Actual tears well up in the man’s eyes, and Lewis immediately feels like a shit for silently despising him. He has no idea what his story is, or how he ended up here, or what his demons are. He knows nothing about him, and has no right to judge.

‘That’s rubbish, mate. I’m so sorry for you. Been there, done that, got the T-shirt. They say that time heals and all … but I’m not so sure. Sometimes time seems to stand still, as far as I can make out. Anyway, good luck to you. I’ll say a little prayer for your friend.’

He gives Lewis an abrupt nod, and starts to wheel himself away, his hands slipping on the wet frames as he turns, the wind blowing his parka off his shaven head.

‘Hang on!’ says Lewis, standing up, and immediately feeling a shooting pain fly right up his spine. Ouch. He recovers, and follows the man in the chair, handing him the cigar. He’s lost his appetite for it now, anyway.

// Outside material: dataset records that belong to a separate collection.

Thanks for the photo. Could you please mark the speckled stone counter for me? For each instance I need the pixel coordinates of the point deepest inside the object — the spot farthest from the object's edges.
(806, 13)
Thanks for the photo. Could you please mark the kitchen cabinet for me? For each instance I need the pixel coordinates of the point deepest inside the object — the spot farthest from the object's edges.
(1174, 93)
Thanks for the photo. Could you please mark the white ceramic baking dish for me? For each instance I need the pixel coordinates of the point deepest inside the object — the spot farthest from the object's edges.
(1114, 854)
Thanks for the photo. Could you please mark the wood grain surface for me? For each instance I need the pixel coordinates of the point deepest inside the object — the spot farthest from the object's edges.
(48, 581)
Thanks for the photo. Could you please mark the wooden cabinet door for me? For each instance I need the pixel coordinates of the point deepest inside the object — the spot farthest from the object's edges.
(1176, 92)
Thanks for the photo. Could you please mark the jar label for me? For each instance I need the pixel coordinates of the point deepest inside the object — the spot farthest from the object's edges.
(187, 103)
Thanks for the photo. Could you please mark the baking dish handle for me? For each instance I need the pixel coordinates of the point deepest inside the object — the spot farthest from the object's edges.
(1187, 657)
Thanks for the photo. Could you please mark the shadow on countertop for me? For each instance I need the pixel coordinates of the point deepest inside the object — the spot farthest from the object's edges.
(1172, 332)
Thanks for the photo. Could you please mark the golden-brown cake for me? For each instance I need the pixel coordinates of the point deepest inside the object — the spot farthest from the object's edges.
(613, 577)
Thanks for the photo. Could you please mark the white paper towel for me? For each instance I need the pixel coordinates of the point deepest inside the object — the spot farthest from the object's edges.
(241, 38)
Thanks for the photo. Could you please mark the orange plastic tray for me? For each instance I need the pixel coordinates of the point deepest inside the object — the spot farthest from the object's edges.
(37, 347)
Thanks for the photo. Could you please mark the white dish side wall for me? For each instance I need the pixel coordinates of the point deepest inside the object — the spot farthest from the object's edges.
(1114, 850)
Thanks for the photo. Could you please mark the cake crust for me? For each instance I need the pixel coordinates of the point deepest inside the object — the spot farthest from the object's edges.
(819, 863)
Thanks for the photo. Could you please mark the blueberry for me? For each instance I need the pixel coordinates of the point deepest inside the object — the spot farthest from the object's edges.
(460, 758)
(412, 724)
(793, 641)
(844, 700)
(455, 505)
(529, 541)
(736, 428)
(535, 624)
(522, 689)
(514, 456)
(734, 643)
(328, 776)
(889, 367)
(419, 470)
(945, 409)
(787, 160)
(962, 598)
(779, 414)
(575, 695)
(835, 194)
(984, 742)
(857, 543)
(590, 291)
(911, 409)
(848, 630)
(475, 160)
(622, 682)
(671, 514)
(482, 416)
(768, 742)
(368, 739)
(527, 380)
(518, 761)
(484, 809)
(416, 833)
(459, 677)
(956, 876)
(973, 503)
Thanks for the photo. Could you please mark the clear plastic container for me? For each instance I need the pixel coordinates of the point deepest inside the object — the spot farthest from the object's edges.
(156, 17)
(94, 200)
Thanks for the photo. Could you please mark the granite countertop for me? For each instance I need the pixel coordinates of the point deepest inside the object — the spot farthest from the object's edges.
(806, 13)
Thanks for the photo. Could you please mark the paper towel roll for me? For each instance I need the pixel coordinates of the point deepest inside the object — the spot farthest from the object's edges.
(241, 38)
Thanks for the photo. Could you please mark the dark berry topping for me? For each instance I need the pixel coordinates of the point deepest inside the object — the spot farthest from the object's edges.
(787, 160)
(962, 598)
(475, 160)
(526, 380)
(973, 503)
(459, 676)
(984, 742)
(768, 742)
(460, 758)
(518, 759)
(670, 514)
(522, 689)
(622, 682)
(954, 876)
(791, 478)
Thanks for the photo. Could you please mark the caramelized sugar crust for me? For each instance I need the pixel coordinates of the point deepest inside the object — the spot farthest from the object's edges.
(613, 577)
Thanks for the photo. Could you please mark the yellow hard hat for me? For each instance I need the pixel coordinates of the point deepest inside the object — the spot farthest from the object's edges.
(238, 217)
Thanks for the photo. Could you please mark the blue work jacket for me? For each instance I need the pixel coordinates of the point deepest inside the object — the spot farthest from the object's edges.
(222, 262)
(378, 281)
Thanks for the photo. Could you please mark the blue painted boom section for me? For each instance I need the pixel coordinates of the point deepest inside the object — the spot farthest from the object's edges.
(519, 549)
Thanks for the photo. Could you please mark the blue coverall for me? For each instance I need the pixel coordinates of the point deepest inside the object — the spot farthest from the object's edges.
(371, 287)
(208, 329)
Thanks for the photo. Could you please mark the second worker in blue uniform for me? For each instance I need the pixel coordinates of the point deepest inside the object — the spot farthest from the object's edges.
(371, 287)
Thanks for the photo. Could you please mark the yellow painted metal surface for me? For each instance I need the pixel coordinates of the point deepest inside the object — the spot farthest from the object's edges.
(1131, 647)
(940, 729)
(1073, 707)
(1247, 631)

‘Her name was Andrea,’ he adds, as he backs away towards the car park. ‘And I appreciate your prayers. I’m sure she would too.’

The man mutters his thanks and waves at him as he leaves, watching Lewis head towards his car, an old Jag he’s had for donkey’s years. He glances back, and all he can see of his new friend is the orange glow of the cigar tip moving around in the black night, like some kind of aromatic firefly.

He opens the car door, and sinks into the passenger seat in a soggy, crumpled heap.

He’s smoked his cigar. He’s increased his karmic brownie-point count. And now he has to do what he’s been dreading for the last hour. He has to do what Andrea asked him to do. What he promised her he would.

He has to start the process that she hoped would put all her daughters’ broken pieces back together again.

He knows he needs to be strong. To help the girls and, in doing so, help Andrea. But he doesn’t feel capable of putting their pieces back together, when his are all scattered and shattered and shed.

He feels like Humpty Dumpty, and has no idea how he is going to find the strength to do what he needs to do.

Call Rosehip and Popcorn, and tell them that their mother is dead.